Very helpful. Last part would be on lawn and garden. Obviously, strong in the quarter, but curious about the spread north versus south. I mean, certainly a lot stronger in the south, I think, than the north. How large was that gap?
And what kind of opportunity do you see in lawn and garden in, call it, the north, northeast, over the balance of the Q2? Thank you.
We think spring is still to come in the Northeast certainly. So we think there's still some lawn and garden business to go get. But I do want to just say one thing. If you think about our business, we have some strong promotions in lawn and garden. The rest of our business continues to do extremely well.

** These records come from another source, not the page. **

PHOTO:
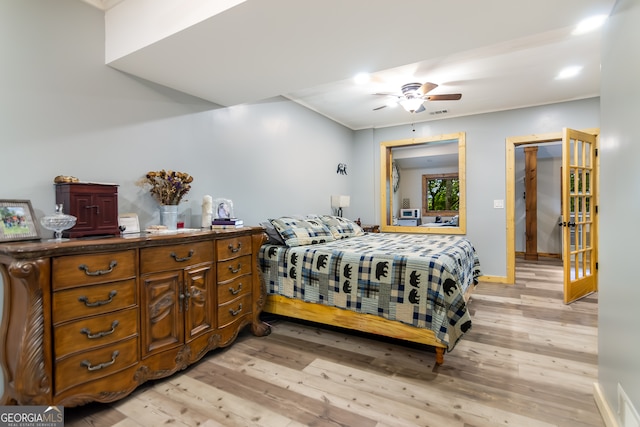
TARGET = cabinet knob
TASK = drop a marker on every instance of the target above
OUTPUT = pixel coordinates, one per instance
(100, 334)
(179, 259)
(86, 302)
(236, 312)
(85, 268)
(236, 248)
(102, 365)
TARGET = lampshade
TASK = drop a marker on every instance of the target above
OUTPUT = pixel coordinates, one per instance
(411, 104)
(340, 201)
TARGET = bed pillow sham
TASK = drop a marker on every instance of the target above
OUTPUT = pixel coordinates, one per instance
(274, 237)
(300, 232)
(342, 228)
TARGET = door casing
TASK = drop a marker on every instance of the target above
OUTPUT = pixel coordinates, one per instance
(511, 144)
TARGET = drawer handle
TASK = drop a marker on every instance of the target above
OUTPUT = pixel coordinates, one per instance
(86, 302)
(102, 365)
(235, 270)
(236, 291)
(178, 259)
(85, 268)
(236, 312)
(101, 334)
(96, 207)
(236, 249)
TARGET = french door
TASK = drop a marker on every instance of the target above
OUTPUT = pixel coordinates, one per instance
(579, 211)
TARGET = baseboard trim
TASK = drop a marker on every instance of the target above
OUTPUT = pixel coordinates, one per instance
(493, 279)
(606, 412)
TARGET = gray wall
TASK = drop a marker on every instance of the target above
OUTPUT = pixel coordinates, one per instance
(486, 141)
(619, 293)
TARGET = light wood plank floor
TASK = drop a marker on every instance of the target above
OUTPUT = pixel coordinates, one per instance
(529, 360)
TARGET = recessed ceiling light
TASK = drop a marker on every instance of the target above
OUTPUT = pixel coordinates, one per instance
(569, 72)
(590, 24)
(361, 78)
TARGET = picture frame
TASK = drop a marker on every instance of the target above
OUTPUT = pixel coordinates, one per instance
(128, 223)
(223, 209)
(17, 221)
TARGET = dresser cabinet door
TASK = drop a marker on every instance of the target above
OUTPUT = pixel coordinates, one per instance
(162, 324)
(199, 305)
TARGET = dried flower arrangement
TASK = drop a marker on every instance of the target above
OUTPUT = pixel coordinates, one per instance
(168, 187)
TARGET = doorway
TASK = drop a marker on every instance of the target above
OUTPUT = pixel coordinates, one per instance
(576, 147)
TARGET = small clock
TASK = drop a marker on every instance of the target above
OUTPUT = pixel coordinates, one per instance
(395, 177)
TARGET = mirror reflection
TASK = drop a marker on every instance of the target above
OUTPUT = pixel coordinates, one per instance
(423, 186)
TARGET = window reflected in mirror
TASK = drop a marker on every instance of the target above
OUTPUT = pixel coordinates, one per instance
(430, 195)
(440, 194)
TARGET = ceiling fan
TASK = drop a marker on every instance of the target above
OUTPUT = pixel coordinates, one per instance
(415, 94)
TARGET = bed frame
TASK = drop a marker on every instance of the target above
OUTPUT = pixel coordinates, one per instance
(327, 315)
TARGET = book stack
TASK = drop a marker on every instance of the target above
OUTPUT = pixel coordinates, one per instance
(222, 223)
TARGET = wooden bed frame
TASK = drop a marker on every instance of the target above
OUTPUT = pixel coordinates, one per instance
(327, 315)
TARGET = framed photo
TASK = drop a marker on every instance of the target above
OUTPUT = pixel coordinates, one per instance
(128, 223)
(17, 221)
(223, 208)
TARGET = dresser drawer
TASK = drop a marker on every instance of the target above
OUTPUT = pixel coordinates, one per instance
(76, 303)
(94, 364)
(234, 289)
(234, 268)
(170, 257)
(233, 248)
(234, 310)
(74, 270)
(85, 334)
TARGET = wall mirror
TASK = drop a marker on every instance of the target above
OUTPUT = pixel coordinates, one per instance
(423, 185)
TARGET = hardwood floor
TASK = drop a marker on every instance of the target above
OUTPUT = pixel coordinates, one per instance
(529, 360)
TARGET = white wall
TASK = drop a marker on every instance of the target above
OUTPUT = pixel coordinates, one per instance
(619, 293)
(63, 112)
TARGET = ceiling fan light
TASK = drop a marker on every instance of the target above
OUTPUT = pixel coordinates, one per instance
(411, 104)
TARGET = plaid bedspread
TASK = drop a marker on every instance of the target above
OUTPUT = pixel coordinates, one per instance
(415, 279)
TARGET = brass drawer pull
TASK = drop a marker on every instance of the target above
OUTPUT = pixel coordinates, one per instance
(101, 334)
(86, 302)
(99, 366)
(236, 312)
(235, 270)
(85, 268)
(187, 258)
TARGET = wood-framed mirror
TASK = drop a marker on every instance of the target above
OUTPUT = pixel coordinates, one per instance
(422, 187)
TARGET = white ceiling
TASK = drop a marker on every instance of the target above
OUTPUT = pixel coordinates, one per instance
(500, 54)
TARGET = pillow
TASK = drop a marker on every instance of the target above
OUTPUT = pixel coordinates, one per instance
(341, 228)
(299, 232)
(272, 233)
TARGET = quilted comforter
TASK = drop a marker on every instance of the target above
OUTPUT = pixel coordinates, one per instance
(415, 279)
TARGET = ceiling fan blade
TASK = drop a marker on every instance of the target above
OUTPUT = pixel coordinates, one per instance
(446, 97)
(427, 87)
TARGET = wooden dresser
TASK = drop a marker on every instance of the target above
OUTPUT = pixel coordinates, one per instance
(90, 320)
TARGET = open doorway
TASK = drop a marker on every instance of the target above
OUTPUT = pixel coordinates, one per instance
(579, 207)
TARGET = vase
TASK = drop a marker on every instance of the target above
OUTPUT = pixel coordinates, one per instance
(169, 216)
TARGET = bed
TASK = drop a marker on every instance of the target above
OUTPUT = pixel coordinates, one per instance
(413, 287)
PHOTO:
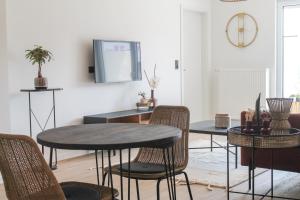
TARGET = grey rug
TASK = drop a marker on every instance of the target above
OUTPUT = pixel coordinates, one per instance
(209, 168)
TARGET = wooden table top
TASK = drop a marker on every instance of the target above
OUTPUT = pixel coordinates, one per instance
(109, 136)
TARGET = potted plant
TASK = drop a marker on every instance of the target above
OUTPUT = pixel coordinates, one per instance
(39, 56)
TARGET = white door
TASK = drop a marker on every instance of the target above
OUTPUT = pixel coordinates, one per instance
(191, 52)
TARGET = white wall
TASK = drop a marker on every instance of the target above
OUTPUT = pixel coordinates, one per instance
(204, 7)
(261, 54)
(67, 27)
(4, 98)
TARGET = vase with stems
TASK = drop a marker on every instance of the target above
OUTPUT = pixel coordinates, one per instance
(153, 84)
(39, 56)
(280, 112)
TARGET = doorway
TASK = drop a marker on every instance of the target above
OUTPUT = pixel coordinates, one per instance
(288, 69)
(192, 62)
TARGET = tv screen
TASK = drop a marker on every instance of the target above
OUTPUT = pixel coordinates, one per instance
(117, 61)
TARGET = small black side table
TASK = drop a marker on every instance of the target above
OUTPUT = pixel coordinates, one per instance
(277, 139)
(43, 127)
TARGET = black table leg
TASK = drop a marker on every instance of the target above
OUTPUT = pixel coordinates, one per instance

So, if you look at paint as an example where we had really high comps above the company average, applicators, exterior stains, exterior paint, spray paint, caulk, interior stains, all double digit. So we feel good about some of the spring that's ahead of us. We think that's going to drive our lawn and garden business. We feel even better about some of our big initiatives that are also driving our business.
Terrific. Thanks so much, guys.
Thanks, Pete.
Thanks for your continued interest in Lowe's. We look forward to speaking with you again when we report our Q2 results on Wednesday, August 17. Have a great
day. Ladies and gentlemen, this concludes today's conference. Thank you all for joining and you may now disconnect.